Rare high risk for tornadoes in South, blizzard warning for southern Plains

By MAX GOLEMBO, ABC News

(NEW YORK) — The National Oceanic and Atmospheric Administration (NOAA) Prediction Center issued a rare high risk for severe thunderstorms that could produce intense, long-track tornadoes, huge hail and damaging straight-line winds.

On Wednesday morning, storms are already moving through Texas, Oklahoma and Kansas with severe thunderstorm watches and warnings for damaging winds and large hail.

The same line of storms that is moving through Texas this morning is expected to intensify as it moves east into the Gulf Coast states as supercell thunderstorms will fire up and are expected to produce dangerous large tornadoes, straight-line winds over 70 mph and huge hail.

The biggest threat for these storms Wednesday will be from northern Louisiana and southern Arkansas through Mississippi and into western Alabama.

The most dangerous part is that these storms will continue to be active through Wednesday night into Thursday morning producing night time tornadoes across the South.

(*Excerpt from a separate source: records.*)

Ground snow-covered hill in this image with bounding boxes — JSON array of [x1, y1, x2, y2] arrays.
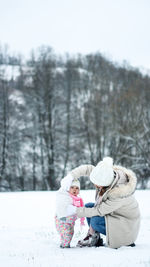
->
[[0, 190, 150, 267]]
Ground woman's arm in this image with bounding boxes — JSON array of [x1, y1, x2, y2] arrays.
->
[[77, 199, 126, 218]]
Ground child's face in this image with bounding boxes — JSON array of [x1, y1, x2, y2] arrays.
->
[[69, 186, 79, 196]]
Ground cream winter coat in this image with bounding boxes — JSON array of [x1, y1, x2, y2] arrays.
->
[[71, 165, 140, 248]]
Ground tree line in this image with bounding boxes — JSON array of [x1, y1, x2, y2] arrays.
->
[[0, 47, 150, 191]]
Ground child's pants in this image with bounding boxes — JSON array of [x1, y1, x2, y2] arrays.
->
[[55, 216, 77, 247]]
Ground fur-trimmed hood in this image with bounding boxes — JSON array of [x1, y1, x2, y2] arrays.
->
[[107, 165, 137, 198]]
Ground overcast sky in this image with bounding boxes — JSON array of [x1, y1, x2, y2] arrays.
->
[[0, 0, 150, 69]]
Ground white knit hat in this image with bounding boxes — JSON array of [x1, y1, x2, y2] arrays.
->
[[71, 179, 80, 189], [90, 157, 114, 186]]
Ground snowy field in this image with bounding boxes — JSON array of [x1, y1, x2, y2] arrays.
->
[[0, 190, 150, 267]]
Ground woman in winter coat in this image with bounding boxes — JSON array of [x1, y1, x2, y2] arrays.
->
[[69, 157, 140, 248]]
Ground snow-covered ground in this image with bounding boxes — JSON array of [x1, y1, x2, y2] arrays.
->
[[0, 190, 150, 267]]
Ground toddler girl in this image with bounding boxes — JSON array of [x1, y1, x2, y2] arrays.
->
[[55, 175, 85, 248]]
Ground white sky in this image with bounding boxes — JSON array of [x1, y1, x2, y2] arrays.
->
[[0, 0, 150, 69]]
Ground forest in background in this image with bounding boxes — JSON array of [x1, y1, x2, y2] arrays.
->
[[0, 46, 150, 191]]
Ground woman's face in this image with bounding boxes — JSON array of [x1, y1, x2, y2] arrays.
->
[[69, 186, 79, 196]]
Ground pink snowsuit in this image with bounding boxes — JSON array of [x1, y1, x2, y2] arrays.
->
[[55, 194, 85, 248]]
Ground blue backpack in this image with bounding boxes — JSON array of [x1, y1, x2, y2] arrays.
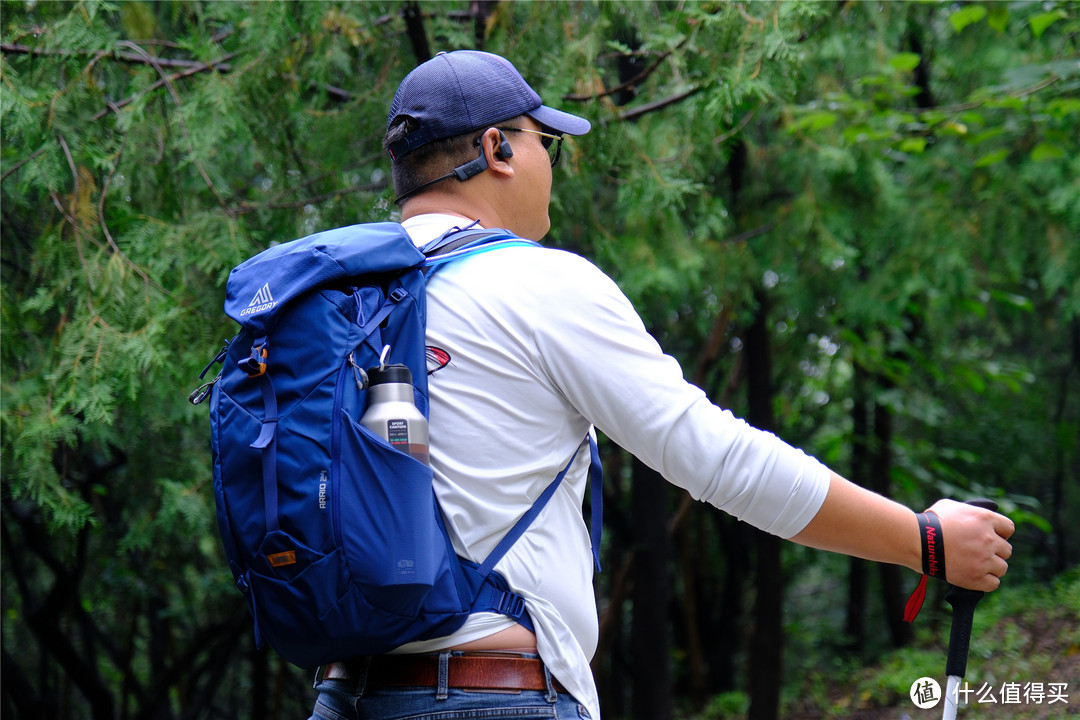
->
[[191, 222, 602, 667]]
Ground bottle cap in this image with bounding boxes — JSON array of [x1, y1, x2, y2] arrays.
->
[[367, 364, 413, 385]]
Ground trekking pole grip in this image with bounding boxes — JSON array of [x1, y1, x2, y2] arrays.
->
[[945, 499, 998, 678]]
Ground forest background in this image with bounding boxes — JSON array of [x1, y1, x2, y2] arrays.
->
[[0, 0, 1080, 720]]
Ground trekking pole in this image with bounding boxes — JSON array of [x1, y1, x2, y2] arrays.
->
[[943, 500, 998, 720]]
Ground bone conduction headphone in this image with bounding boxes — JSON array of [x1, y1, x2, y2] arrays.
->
[[394, 127, 514, 204]]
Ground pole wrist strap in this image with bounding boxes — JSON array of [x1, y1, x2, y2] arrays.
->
[[904, 510, 945, 623]]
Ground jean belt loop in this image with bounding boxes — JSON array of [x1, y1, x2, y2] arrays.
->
[[543, 663, 558, 705], [356, 655, 372, 701], [435, 650, 450, 701]]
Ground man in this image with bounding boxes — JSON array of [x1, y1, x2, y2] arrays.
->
[[315, 51, 1013, 718]]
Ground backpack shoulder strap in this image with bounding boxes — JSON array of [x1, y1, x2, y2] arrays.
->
[[420, 227, 541, 280]]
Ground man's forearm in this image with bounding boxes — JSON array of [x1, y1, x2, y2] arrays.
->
[[791, 473, 1015, 590]]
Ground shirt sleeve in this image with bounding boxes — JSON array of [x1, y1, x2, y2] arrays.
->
[[532, 250, 829, 538]]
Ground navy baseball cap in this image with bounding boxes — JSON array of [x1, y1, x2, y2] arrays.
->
[[387, 50, 592, 160]]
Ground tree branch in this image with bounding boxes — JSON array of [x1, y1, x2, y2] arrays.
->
[[619, 85, 703, 122]]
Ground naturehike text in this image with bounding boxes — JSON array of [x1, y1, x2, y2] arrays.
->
[[926, 525, 937, 578]]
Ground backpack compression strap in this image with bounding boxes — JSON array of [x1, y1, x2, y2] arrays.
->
[[472, 433, 604, 633]]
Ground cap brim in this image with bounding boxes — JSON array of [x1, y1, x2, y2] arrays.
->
[[525, 105, 593, 135]]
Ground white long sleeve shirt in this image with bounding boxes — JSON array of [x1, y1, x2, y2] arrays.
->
[[396, 215, 829, 719]]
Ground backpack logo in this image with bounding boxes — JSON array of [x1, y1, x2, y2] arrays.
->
[[240, 283, 278, 315]]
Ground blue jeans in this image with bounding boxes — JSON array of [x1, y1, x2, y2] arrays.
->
[[310, 651, 590, 720]]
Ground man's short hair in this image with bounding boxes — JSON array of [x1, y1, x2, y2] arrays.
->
[[382, 116, 525, 198]]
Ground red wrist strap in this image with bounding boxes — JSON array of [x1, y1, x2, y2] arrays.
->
[[904, 511, 945, 623]]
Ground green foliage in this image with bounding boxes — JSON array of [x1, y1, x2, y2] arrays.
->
[[0, 0, 1080, 717]]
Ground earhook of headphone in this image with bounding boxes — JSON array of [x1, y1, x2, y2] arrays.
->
[[496, 127, 514, 160], [447, 127, 514, 182]]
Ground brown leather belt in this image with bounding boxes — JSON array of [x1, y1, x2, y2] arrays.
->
[[323, 652, 566, 693]]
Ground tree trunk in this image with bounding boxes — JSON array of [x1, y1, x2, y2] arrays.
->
[[870, 386, 915, 648], [845, 363, 870, 653], [746, 290, 784, 720]]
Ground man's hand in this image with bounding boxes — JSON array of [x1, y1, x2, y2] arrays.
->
[[930, 500, 1016, 593]]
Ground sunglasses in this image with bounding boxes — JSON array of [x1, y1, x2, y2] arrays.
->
[[496, 127, 563, 167]]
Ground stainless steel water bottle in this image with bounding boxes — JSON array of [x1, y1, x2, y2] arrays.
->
[[360, 365, 429, 465]]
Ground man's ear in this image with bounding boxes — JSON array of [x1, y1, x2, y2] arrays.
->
[[480, 127, 514, 176]]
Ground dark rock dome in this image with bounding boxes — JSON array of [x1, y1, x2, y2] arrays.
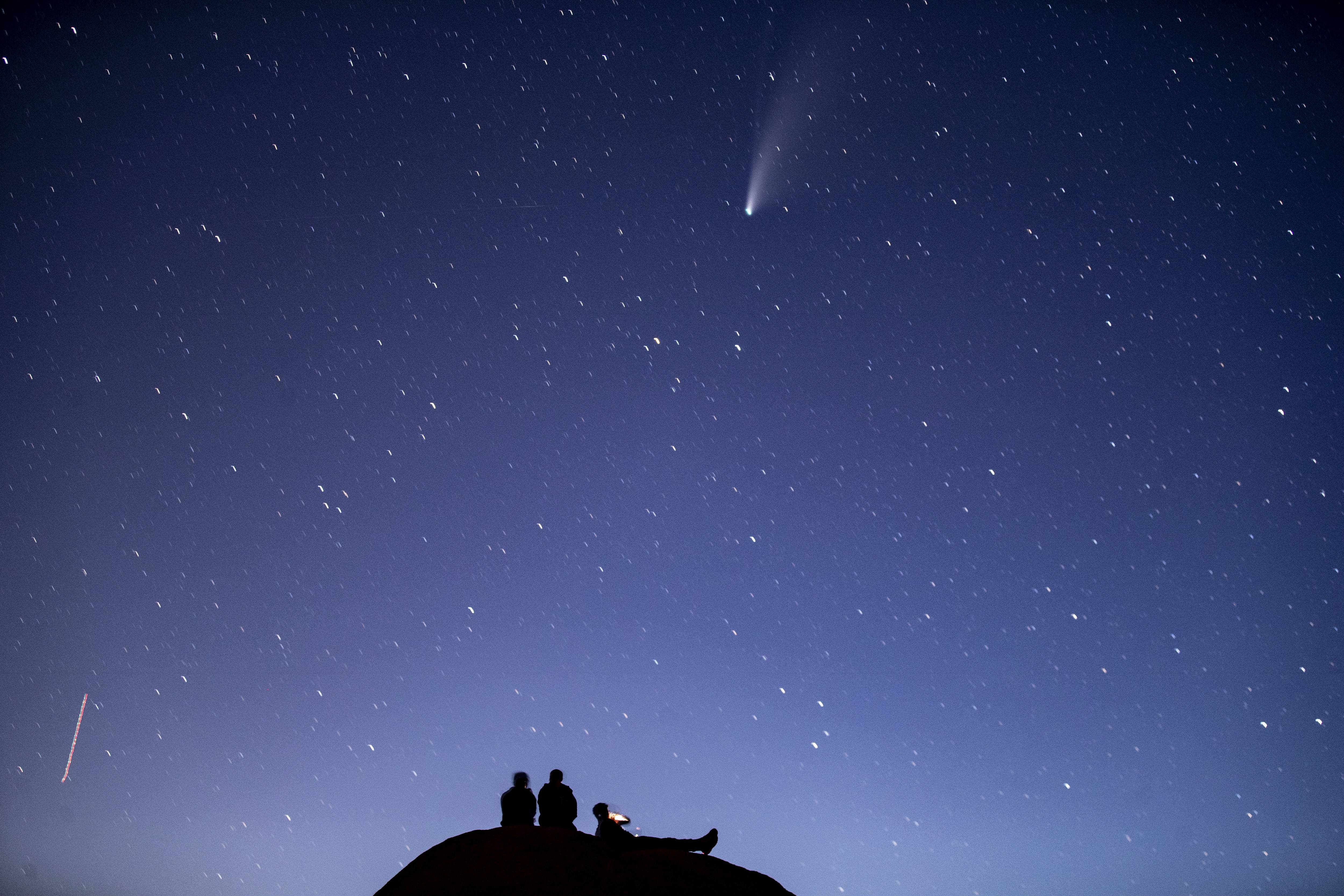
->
[[376, 826, 792, 896]]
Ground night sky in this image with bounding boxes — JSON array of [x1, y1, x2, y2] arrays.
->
[[0, 0, 1344, 896]]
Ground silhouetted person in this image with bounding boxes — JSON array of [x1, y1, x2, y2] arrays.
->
[[593, 803, 719, 856], [500, 771, 536, 826], [536, 768, 579, 830]]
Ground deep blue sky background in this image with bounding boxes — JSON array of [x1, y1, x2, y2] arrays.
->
[[0, 0, 1344, 896]]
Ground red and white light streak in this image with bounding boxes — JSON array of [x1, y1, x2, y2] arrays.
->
[[60, 694, 89, 783]]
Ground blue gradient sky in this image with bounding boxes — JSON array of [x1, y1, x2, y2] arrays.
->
[[0, 0, 1344, 896]]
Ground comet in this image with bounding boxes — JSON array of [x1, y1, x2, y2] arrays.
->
[[60, 694, 89, 783]]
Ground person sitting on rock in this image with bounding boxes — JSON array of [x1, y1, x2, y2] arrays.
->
[[593, 803, 719, 856], [536, 768, 579, 830], [500, 771, 536, 826]]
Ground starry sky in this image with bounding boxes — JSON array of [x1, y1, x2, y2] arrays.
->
[[0, 0, 1344, 896]]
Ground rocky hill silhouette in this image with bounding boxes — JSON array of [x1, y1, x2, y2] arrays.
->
[[375, 825, 792, 896]]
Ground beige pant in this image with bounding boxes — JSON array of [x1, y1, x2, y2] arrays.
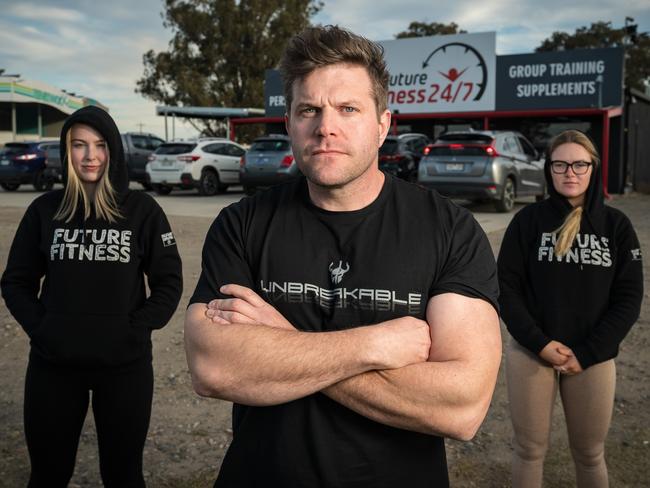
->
[[506, 338, 616, 488]]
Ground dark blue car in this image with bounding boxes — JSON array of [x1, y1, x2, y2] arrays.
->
[[0, 142, 54, 191]]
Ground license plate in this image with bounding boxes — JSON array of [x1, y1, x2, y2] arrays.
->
[[445, 163, 465, 171]]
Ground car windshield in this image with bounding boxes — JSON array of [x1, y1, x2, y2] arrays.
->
[[379, 139, 399, 156], [250, 139, 289, 152], [0, 142, 29, 154], [154, 143, 196, 154], [429, 143, 487, 156]]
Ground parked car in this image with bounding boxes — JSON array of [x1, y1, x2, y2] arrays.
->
[[0, 142, 53, 191], [38, 141, 62, 183], [239, 134, 302, 195], [379, 134, 431, 181], [418, 130, 546, 212], [122, 132, 165, 190], [146, 137, 246, 195]]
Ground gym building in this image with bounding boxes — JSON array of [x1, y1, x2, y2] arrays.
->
[[242, 32, 650, 193], [0, 75, 108, 144]]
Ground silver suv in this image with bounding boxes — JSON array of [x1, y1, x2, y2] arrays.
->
[[146, 137, 246, 196], [418, 131, 546, 212]]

By Thursday afternoon, severe storms will move into the Southeast from Florida to Virginia with the biggest threat for strong tornadoes from Georgia to South and North Carolina.

On the back side of this dangerous storm system there is a blizzard warning for five states, the Texas panhandle, northwestern New Mexico, southern Colorado, the Oklahoma panhandle and southern Kansas and these areas could see wind gusts near 50 mph and up to 7 inches of snow, creating whiteout conditions.

On Wednesday morning, more than a dozen states are under snow, flood and high wind alerts.